Dynamic aberration correction via spatial light modulator (SLM) for femtosecond direct laser writingWednesday (24.06.2020) 13:34 - 13:37 Room 1
Femtosecond (fs) lasers are becoming a preferred tool in transparent media processing due to the possibility to induce highly localized and well-defined modification on the surface or in the volume of the material . It was proven to be suitable to produce components or whole functional devices out of crystals, ceramics, glasses, polymers or working directly with living organisms in the whole meso-scale. With such versatility and capabilities there is a huge drive to transfer current know-how from experimental laboratories to industry .

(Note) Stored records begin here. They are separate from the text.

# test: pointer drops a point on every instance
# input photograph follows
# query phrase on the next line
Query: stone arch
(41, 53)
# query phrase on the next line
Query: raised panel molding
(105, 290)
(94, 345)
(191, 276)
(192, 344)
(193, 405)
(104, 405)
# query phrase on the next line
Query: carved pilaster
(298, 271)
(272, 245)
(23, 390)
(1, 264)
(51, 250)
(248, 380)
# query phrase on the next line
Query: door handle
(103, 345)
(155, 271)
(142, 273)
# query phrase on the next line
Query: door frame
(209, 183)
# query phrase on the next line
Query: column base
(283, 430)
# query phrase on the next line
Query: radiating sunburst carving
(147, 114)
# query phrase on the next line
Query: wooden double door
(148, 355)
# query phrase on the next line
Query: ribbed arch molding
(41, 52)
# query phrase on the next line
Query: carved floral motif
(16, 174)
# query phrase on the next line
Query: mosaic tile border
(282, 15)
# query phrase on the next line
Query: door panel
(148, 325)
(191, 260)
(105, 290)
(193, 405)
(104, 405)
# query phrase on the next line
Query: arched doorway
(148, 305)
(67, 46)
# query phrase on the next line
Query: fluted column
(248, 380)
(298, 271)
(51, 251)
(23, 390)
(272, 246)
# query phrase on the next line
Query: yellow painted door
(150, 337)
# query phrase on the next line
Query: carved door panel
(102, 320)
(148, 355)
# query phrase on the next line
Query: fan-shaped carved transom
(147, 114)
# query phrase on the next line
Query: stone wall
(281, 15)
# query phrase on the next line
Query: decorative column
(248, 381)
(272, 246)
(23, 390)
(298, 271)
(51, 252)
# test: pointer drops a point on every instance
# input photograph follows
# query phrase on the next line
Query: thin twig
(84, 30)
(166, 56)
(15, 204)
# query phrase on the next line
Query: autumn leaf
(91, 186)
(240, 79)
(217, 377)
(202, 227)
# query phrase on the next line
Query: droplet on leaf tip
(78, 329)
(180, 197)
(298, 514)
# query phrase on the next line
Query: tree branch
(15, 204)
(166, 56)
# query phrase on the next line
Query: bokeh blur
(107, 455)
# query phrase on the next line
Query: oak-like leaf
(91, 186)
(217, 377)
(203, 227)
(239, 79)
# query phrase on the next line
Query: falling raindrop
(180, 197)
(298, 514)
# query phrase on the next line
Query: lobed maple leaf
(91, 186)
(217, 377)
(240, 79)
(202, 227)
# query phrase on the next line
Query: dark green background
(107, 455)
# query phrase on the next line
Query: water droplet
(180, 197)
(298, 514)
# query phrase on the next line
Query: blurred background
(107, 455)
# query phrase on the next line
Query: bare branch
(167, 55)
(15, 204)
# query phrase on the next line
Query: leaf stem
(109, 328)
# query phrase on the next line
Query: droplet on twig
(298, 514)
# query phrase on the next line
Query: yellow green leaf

Aberrations and associated optical distortions are one of the key issues hindering the structuring quality in high definition direct laser writing. The most troublesome being spherical aberrations. These aberrations distort the voxel shape and aspect ratio depending on the focusing depth, making structuring deep inside transparent medium challenging. The problem lies in voxel elongation and subsequent energy density decrease. This limit direct laser fabrication in terms of how deep high-precision fabrication can be carried out in the volume of transparent mediums while still maintaining acceptable and controllable writing resolution. Because spherical aberrations increase the larger the refractive index difference between the specimen and the surrounding medium it is more pronounced in high refractive index (n=2.4) materials, such as diamonds , or crystals with optical anisotropy (like LinBO3).
In this work, we demonstrate how a spatial light modulator (SLM) can be used to minimize aberrations when fabricating single lines in transparent medium – soda lime glass. Phase mask calculation method based on Zernike polynomials is applied. An iterative algorithm for determining the exact phase mask is discussed in detail, showing which types of aberrations (spherical, defocusing, coma) have to be accounted for and to what extent. Aberration correction is demonstrated for 100x 0.9 NA objective in sample depths up to 1 mm. We show that a combination of SLM and Zernike polynomial calculation method allows to achieve nearly spherical few μm sized voxels written in arbitrary depths of glass with a femtosecond laser.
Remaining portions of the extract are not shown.